What if you just had the same tests, 2-3 days ago? Don't these guys keep records? They said to come back if the problem persists--it did, I did, they did the exact same stuff and I got the exact same answers--nothing. I did learn something: the ER is quiet on Sunday morning. Every other time I've been there the waiting room was packed with people almost getting run over with stretchers. 'course the attitude seemed like Hit me, maybe I'll get seen sooner!

Anonymous said...

What do you expect in a zero-defect society? People gripe about how much medical care costs, but expect platnium-plus care if there's anything wrong. Unreasonable expectations drive the costs of medical care.

Anonymous said...

We aren't talking zero-defect here, and the routine MVA at Parkland is x-rayed less than the person that comes in with a week-old 'pain'. Watching a ER doc popping off a waiting room full of C-collars is truely a sight to behold.

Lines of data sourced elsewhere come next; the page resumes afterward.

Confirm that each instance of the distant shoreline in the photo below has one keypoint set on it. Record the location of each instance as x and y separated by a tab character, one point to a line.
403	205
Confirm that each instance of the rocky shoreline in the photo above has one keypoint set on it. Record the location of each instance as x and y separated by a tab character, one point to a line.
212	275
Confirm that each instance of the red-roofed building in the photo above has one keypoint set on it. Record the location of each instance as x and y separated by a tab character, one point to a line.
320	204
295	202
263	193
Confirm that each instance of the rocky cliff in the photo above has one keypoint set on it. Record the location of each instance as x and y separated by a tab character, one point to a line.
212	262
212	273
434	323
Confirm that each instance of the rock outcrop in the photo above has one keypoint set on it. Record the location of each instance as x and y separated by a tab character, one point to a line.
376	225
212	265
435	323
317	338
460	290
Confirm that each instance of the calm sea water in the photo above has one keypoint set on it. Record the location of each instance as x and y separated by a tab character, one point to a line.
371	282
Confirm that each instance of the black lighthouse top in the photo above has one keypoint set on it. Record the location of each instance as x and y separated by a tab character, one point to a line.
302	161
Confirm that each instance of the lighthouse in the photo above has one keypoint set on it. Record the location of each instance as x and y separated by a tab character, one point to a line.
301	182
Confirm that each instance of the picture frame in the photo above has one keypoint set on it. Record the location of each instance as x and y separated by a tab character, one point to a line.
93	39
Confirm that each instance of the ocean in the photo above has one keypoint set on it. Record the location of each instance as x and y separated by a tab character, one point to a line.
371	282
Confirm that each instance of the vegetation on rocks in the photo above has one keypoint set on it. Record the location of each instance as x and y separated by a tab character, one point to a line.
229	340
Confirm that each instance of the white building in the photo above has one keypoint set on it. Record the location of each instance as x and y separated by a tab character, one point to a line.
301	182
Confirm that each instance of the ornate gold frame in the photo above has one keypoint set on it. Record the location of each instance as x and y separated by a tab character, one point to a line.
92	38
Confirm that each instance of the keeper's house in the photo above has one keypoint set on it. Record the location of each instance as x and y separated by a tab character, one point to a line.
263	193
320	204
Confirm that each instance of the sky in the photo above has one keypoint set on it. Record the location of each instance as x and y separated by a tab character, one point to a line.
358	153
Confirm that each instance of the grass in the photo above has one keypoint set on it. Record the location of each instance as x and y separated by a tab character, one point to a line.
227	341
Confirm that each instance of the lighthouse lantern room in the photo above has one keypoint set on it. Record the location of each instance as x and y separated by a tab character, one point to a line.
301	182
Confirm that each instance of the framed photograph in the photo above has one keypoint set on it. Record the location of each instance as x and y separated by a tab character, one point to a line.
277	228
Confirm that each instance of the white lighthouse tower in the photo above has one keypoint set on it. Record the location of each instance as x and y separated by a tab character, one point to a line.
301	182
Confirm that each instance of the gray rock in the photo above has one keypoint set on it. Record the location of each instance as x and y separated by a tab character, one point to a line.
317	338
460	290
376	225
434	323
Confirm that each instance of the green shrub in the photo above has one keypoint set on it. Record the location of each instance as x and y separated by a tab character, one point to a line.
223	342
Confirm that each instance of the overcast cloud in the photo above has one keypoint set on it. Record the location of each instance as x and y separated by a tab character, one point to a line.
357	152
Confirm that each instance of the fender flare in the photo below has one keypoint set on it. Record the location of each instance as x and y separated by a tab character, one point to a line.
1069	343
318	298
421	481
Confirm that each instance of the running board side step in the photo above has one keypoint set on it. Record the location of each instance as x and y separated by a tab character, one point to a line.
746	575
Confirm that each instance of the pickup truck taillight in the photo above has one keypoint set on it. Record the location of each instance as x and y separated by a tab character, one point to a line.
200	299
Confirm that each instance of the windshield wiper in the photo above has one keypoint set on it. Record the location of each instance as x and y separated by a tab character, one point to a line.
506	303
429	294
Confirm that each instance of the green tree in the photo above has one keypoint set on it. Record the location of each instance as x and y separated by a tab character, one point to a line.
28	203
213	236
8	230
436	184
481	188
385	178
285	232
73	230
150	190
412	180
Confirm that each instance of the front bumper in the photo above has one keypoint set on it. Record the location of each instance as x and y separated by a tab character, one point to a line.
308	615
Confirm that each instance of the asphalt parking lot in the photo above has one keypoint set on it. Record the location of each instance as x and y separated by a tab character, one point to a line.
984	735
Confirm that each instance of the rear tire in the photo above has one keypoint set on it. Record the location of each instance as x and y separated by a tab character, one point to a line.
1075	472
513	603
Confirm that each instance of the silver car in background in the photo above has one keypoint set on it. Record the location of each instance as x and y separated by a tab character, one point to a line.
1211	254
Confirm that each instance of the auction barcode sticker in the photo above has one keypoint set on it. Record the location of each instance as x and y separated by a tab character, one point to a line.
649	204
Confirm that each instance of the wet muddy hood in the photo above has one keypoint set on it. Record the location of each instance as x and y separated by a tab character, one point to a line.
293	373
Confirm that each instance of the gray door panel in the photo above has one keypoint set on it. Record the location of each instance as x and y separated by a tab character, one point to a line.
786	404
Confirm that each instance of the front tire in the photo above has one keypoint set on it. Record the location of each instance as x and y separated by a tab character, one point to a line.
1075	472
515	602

But, the discrepancy between what uninsured and insurance companies pay is because of clout. If you have a group of 1000 patients that you can tell where to go (provider-wise), then you have clout with a hospital. So deals are struck. The uninsured may or not pay, so they have no clout.

Blanco said...

I've seen both sides of this, either you get battered by tests...CMP, CBC, ABG's, CXR, EKG's, CT's...regardless of the patients' complaint or condition, OR you get a Kenalog (or Toradol) injection and a followup referral because the staff is too overwhelmed at the time to work you up. Also try making an appointment for outpatient care, before they even ask the patient's name(or your name if it's for you), they ask if the person has insurance or not! If not, the poor sucker has to "come into financial counseling" to arrange for prior payment arrangement BEFORE an appointment will be made, no exceptions for anyone. What this entails is the patient comes into the financial office and coughs up the cost for whatever needs to be done (the entire amount usually). Heaven help the staff member who refers out a patient to a "non-PRMC" facility, and the bean counters find out...even having the referral forms for them is FORBIDDEN. All you can do is CYA and chart "per patient request"! This also applies to people with insurance, you'd better have your co-pay in hand before expecting any tests or procedures being done!
The worst part is that these policies and the short staffing are distressing to regular staff, who naturally catch the brunt of the anger of people coming in.

Anonymous said...

Does Essent have any managed care contracts? I know they are not a provider for my insurance (Christus was) so if my wife or I need care, we have to go elsewhere. Good thing we DO NOT want to go to Essent.

Anonymous said...

Just as an observation, I had my test done at Red River. Now I was checked in, showed my insurane card and had the test done. However, before I was able to leave I was also nade to pay the difference in cost $290. Yes, I would have paid it anyway - probably when the bill came in the mail. Fortunately, I did have the cash on hand - a rare situation for me at least.

Anonymous said...

Just curious...would the PRMC insurance cover RRR? Or would they be considered "out of network"?

Anonymous said...

RRVR is out of network for PRMC employees. None the less, in some instances, the cost to the patient may still be less at RRVR as their overall charges are 2-3x less. Example: 50% coverded of $1000 (500) is still less than 20% deductable of $3000 (600).